I’ve finally relaxed into the Good Life segment; I know this because on Saturday I was totally relaxed about it — but utterly nervous about providing a ‘comedy in clubs’ guide for Peter Graham’s Club Show after Murray Wilton’s Good Life shift had ended.

I suppose I’d better list what I played:


  • An acoustic version of ‘Imagine’, by John Lennon and a bunch of long-hairs, from the forthcoming Imagine: John Lennon double disc set coming out in March.
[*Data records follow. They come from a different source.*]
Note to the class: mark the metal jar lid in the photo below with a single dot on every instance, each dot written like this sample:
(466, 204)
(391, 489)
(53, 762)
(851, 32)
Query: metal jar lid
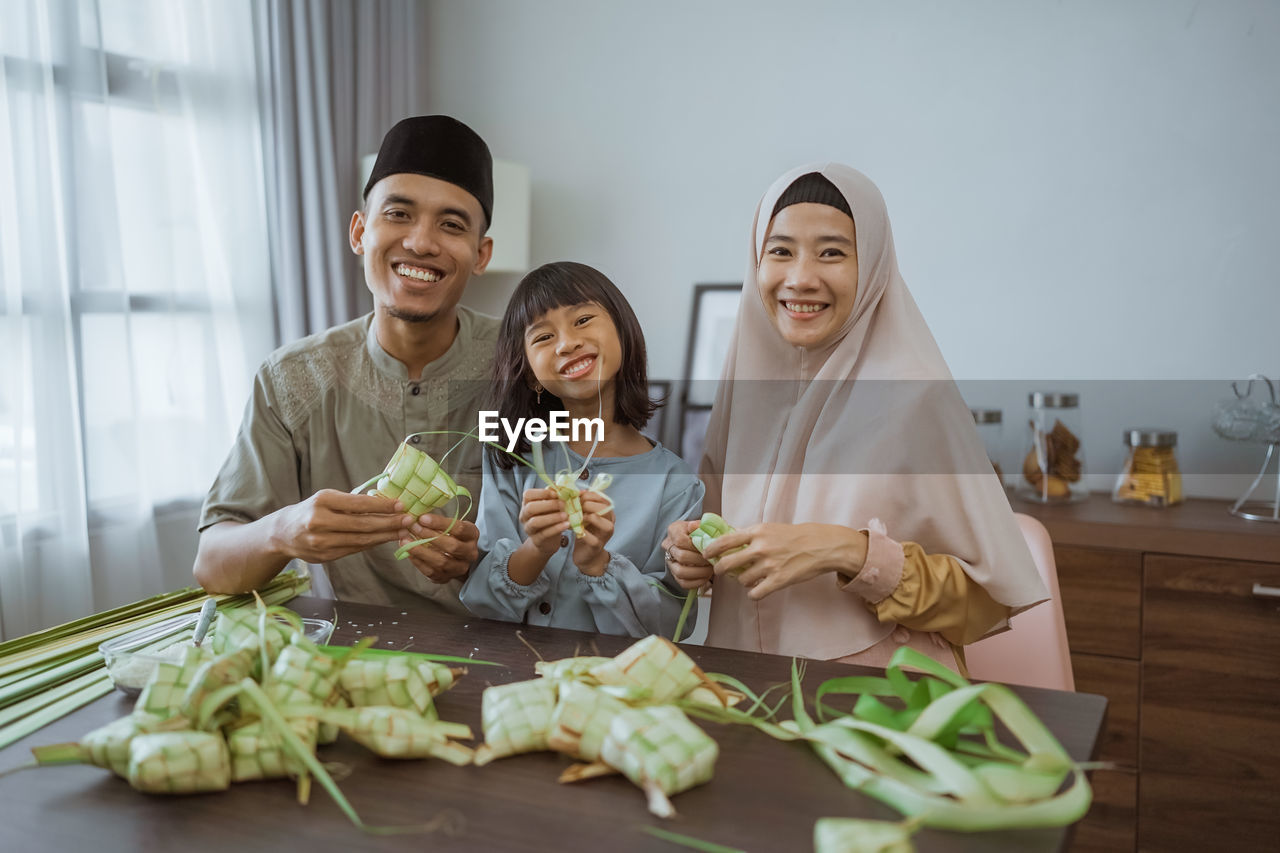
(1150, 437)
(1052, 400)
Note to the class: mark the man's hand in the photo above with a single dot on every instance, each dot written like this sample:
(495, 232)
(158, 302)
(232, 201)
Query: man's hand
(447, 556)
(333, 524)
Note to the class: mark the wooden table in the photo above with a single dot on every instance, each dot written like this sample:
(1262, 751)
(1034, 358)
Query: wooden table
(766, 794)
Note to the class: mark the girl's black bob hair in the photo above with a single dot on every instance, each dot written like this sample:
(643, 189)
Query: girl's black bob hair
(552, 286)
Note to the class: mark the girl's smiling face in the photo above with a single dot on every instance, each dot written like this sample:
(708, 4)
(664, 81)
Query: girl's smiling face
(808, 274)
(574, 349)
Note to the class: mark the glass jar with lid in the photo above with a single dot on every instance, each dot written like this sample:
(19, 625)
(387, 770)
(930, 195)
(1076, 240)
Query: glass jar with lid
(1150, 474)
(1054, 460)
(991, 428)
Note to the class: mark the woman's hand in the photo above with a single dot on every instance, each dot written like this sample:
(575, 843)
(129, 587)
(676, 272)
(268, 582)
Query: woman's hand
(589, 553)
(776, 556)
(688, 566)
(447, 556)
(544, 520)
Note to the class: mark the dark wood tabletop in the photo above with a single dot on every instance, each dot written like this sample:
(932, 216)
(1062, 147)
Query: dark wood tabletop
(766, 794)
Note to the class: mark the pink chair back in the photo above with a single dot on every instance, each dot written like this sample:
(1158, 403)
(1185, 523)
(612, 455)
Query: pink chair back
(1034, 651)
You can read my review of it in the forthcoming issue of FilmInk.
  • A live version of ‘Loves Me Like A Rock’ by Paul Simon and the Jessy Dixon singers, from
    the Dick Cavett Show Rock Icons triple DVD set, available through Shock from early March. Again, I review it in the next issue of FilmInk. I also lifted a bit of an excellent Mick Jagger interview from this package; Dick Cavett is my new hero; I’d love to host a hip, intelligent chat show like that some day.
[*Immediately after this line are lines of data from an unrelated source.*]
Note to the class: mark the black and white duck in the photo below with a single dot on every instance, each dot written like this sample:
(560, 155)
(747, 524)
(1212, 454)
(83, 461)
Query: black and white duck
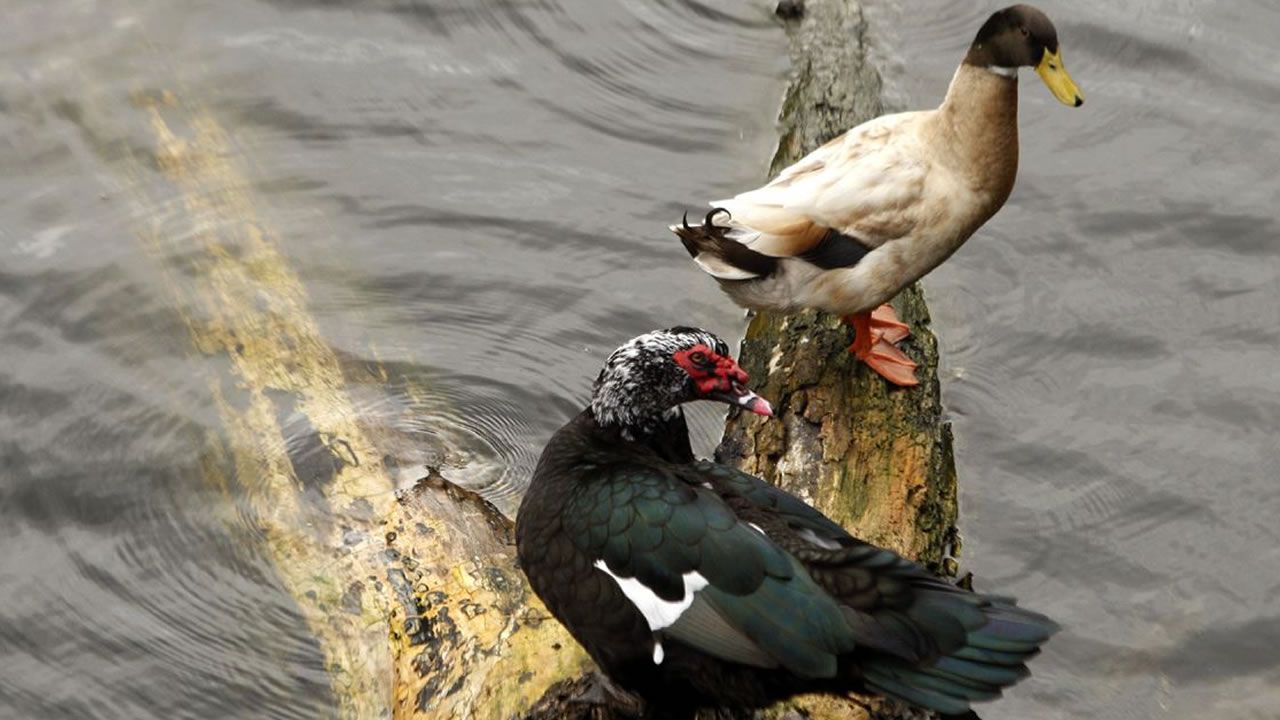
(694, 584)
(854, 222)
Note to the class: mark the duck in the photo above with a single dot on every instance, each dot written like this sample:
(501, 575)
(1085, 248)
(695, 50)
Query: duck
(694, 584)
(858, 219)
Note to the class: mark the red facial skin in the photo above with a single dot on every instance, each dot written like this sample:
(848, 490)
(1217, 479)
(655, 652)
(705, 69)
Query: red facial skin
(714, 373)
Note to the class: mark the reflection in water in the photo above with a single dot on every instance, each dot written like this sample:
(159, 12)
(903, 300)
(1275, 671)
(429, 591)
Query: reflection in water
(475, 197)
(462, 191)
(1110, 342)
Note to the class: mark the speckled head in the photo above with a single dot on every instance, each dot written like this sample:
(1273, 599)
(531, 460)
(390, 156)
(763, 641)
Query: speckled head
(652, 374)
(1023, 36)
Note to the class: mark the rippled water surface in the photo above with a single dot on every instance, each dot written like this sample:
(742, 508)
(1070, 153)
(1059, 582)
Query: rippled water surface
(1110, 341)
(466, 203)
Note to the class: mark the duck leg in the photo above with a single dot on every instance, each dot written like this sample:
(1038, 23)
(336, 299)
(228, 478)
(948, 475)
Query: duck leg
(876, 337)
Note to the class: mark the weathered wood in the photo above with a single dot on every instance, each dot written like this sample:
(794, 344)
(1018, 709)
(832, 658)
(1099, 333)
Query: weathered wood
(876, 459)
(415, 601)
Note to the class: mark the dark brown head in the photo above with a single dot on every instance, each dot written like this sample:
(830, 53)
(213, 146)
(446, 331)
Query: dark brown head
(1023, 36)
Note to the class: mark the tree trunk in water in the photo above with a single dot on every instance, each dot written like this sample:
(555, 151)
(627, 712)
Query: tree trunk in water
(874, 458)
(416, 602)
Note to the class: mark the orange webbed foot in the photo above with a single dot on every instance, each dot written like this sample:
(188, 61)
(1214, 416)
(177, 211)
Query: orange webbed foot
(876, 335)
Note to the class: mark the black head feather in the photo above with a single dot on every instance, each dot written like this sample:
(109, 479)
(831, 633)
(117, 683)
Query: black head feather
(640, 382)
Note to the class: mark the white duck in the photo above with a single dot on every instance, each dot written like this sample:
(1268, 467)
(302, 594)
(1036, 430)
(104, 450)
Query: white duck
(854, 222)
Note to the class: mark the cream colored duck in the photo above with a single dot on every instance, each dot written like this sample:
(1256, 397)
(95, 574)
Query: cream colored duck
(853, 223)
  • ‘I Walk the Line’, by Johnny Cash from the At Folsom Prison/At San Quentin - 2 Classic
    Prison Concerts
    box set. I would have picked ‘Folsom Prison Blues’ to play, so I could talk about comedian Rich Hall’s excellent Otis Lee Crenshaw character, whose take on that song’s opening lyrics — “I shot a man in Reno/Just to watch him die” — is, “man, you’d have to be pretty bored, even in Reno, Nevada, to shoot a man just to watch him die…”. Or words to that effect, ladies and gentlemen, as Sir Leslie Colin Patterson would say. Murray chose ‘I Walk The Line’, I think, because it is the title of the current Cash biopic.
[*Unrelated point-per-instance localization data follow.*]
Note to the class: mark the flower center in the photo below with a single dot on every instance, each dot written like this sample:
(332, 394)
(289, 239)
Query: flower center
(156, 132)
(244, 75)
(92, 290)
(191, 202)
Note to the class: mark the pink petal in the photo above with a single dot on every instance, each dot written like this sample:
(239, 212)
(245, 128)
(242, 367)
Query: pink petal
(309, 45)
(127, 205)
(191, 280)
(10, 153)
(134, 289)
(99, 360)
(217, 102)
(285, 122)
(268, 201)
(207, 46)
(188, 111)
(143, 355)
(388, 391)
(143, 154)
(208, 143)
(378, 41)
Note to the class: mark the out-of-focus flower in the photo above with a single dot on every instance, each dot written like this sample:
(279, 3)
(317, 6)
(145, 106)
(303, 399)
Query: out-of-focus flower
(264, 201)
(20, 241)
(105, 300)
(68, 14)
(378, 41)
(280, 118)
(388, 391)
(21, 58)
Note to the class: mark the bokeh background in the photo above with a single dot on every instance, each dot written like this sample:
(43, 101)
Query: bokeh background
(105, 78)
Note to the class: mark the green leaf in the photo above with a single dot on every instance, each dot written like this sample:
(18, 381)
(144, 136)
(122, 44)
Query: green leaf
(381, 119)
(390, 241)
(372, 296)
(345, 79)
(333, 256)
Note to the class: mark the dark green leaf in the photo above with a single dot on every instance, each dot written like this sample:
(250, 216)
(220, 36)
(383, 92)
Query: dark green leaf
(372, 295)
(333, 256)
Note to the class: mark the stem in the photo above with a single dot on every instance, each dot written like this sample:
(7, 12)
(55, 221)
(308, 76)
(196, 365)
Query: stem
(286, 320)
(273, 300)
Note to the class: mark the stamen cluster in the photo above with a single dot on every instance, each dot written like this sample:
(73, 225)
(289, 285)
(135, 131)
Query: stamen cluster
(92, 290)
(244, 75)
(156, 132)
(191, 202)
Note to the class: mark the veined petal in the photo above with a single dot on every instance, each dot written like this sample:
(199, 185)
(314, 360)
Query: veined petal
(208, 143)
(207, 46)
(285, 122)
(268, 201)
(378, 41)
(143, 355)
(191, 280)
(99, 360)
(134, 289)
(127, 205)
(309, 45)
  • Finally, Murray ended with John Farnham’s ‘Don't You Know It's Magic’ from the excellent For Pete's Sake compilation, that gathers together a heap of legendary Aussie songs with which Peter Dawkins had some hand in recording and releasing. Dawkins was a legendary artiste and repertoire man in the Australian music industry, and of late has suffered from Parkinson’s disease; the album is a fundraiser for Parkinson’s research.
  • Somewhere along the line, I plugged the new Arctic Monkeys album, which I love a lot.

All of this stuff either is, will be or should be available from Mall Music, the shop that sponsors my segment on Murray Wilton’s Good Life shift, and in an ideal world I’d have fixed it so that you could click on each item and be transported to the Mall Music website, ready to enter your credit card details and purchase each item (with a percentage going to me, of course). But that technology is still a bit beyond me, unfortunately.